I put the Man Scythe on the floor. Then I sat down. The last thing I remember is the concrete floor impacting the back of my head as I passed out.

Chapter 9
 

There was darkness, and I think it was cold. Definitely not warm, like the kind of darkness you get from huddling under the blankets on a Sunday morning in the wintertime. This was a chilly darkness with a certain moistness. Lo, even a sense of things dripping.

Did I mention the dripping, cold darkness was soft and smelled exotic in some way? It was really soft. If I were pressed to describe the scent, I would have to use phrases like “warm spices” and “freshly washed girl.”

Don’t give me shit. There is a “freshly washed girl” aroma. I smelled it, spices, in a soft place that was drippy, moist, and dark. Overall, aside from the dark aspect of everything, it was pretty pleasant.

Then I opened my eyes.

“I’m blind!” I yelled and thrashed my head around, heaving myself up into a sitting position.

There was a cold compress flopped over on a big, bandaged sausage in my lap. Things weren’t dark anymore, or soft, or cold and drippy. In fact, things were well lit, tastefully decorated, and two of my dear friends were composing their faces at the foot of the bed.

“You’re awake now. That’s splendid!” Bajali was smiling at me from the end of the bed, and Shawn clapped him on the shoulders, looking pretty pleased as well.

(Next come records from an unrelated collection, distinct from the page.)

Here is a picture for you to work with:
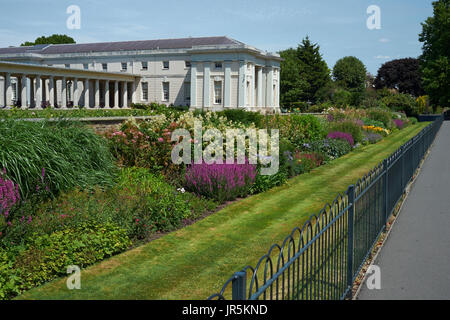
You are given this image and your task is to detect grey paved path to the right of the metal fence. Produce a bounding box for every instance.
[357,121,450,300]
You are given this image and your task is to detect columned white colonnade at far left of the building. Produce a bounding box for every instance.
[0,62,140,109]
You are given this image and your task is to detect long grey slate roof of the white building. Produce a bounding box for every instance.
[0,36,245,54]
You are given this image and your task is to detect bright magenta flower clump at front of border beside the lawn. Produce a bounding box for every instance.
[186,161,256,202]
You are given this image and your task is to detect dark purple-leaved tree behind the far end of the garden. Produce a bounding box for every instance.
[375,58,423,97]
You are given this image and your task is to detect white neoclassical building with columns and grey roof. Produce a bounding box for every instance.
[0,37,281,112]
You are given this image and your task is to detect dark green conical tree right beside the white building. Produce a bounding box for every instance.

“Oh. How long was I out?” I looked around a little bit, but not very much because the back of my head hurt like a stone-cold son of a yak-buggering whore.

“About four hours,” Shawn answered, looking a little bit green around the eyes and jaw.

“Ah. Knocked myself out on the floor. Is Jerry dead?”

“If you mean the zombie that you were interrogating, yes. I think that may have been related to the hole that your spike made in his forehead, and that his hand was still attached to your forearm.” Bajali pointed to the big white sausage in my lap. I noticed the sausage started at my elbow and had a hand attached to the opposite end.

The fingers wriggled. I winced. It was my hand and arm, not a mutant bologna from Hell. I breathed a sigh of relief that it was there and functioning, if more than a bit painful.